Idemitsu’s decision to greenlight the project comes after two smaller demonstration facilities delivered encouraging results. That progression matters. It signals that the technology has moved beyond lab-scale curiosity and into something that can be produced, tested, and refined at industrial volumes. The new pilot plant, scheduled for completion by the end of 2027, will produce solid electrolytes specifically for Toyota’s all-solid-state EV batteries — the heart of what many believe will be the next major leap in electric mobility.

Toyota’s timeline is equally telling. The automaker is targeting 2027–2028 for the first EVs equipped with all-solid-state batteries, albeit in limited volumes at first. That cautious rollout reflects both ambition and realism. Scaling a fundamentally new battery architecture is enormously complex, but Toyota has never been a company known for rushing unproven tech to market.
What makes this effort stand out is the ecosystem behind it. Alongside Idemitsu, Toyota is working with Sumitomo Metal Mining, which has developed a highly durable cathode material using proprietary powder-synthesis technology. Backed by approval from Japan’s Ministry of Economy, Trade, and Industry, the project has clear institutional and industrial momentum.

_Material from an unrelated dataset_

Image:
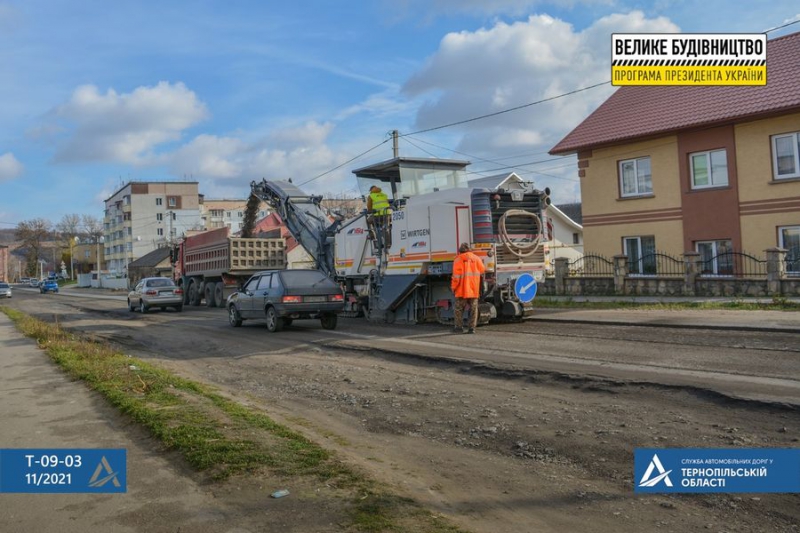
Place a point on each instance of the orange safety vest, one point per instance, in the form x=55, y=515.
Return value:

The numbers, while still aspirational, are hard to ignore. Toyota previously showcased a solid-state battery prototype capable of up to 1,200 km of range and charging in under 10 minutes. Even if early production falls well short of that benchmark, the advantages — higher energy density, faster charging, improved safety — could fundamentally change how consumers think about EV ownership.
In my view, this pilot plant is less about hitting headline specs and more about credibility. Toyota and Idemitsu are signaling that solid-state batteries are no longer just a future concept, but a technology entering its most difficult and most important phase: industrialization. If they succeed, this could mark the beginning of the post-lithium-ion era for electric vehicles.